Ni putes ni soumises 

(Fadela Amara, La Découverte Poche)

Intéressante réflexion sur ce qui se passe dans les banlieues, le retour à la religion, les violences envers les femmmes. Je n'ai cependant pas réussi à le terminer, n'ayant pas le niveau de concentration nécessaire le soir au coucher... (lecture quand même un peu hardue)

 

Psychologie

Tout se joue avant 6 ans

(Dr Fitzhugh Dodson, Marabout)

Lecture peu profitable pour ce qui me concerne, hormis me faire culpabiliser de mes méthodes d'éducation apparemment peu psychologues...

 

Frères et soeurs sans rivalité

(Adele Faber et Elaine Mazlish, Editions du phare)

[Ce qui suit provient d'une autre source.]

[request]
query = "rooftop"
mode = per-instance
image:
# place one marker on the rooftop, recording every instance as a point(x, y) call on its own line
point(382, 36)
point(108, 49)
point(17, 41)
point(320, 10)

Intéressant point de vue que celui de ces deux canadiennes sur la rivalité qui peut naitre entre frères et soeurs, selon le comportement des parents, les réflexions apparemment sans conséquences... Livre très facile à lire, grâce à ses nombreux témoignages. J'essaie, même si je n'y arrive pas toujours de mettre en application leurs conseils. Et même s'il faut souvent se replonger dans un chapitre parce qu'on a "oublié" comment gérer telle situation.

 

Au total une cadence d'environ un livre par mois, j'espère pouvoir augmenter le nombre de mes lectures et publier ainsi un petit billet trimestriel qui sera moins fastidieux. Pour commencer: lire tous les livres de ma bibliothèque jamais ouverts, à commencer par Le portrait de Dorian Gray, tant sa lecture par Guillaume Galienne dans l'émission "Ca peut pas faire de mal" sur France Inter, m'a remuée.

Si vous avez des lectures à conseiller, un avis différent du mien sur tel bouquin, n'hésitez pas, votre avis m'intéresse!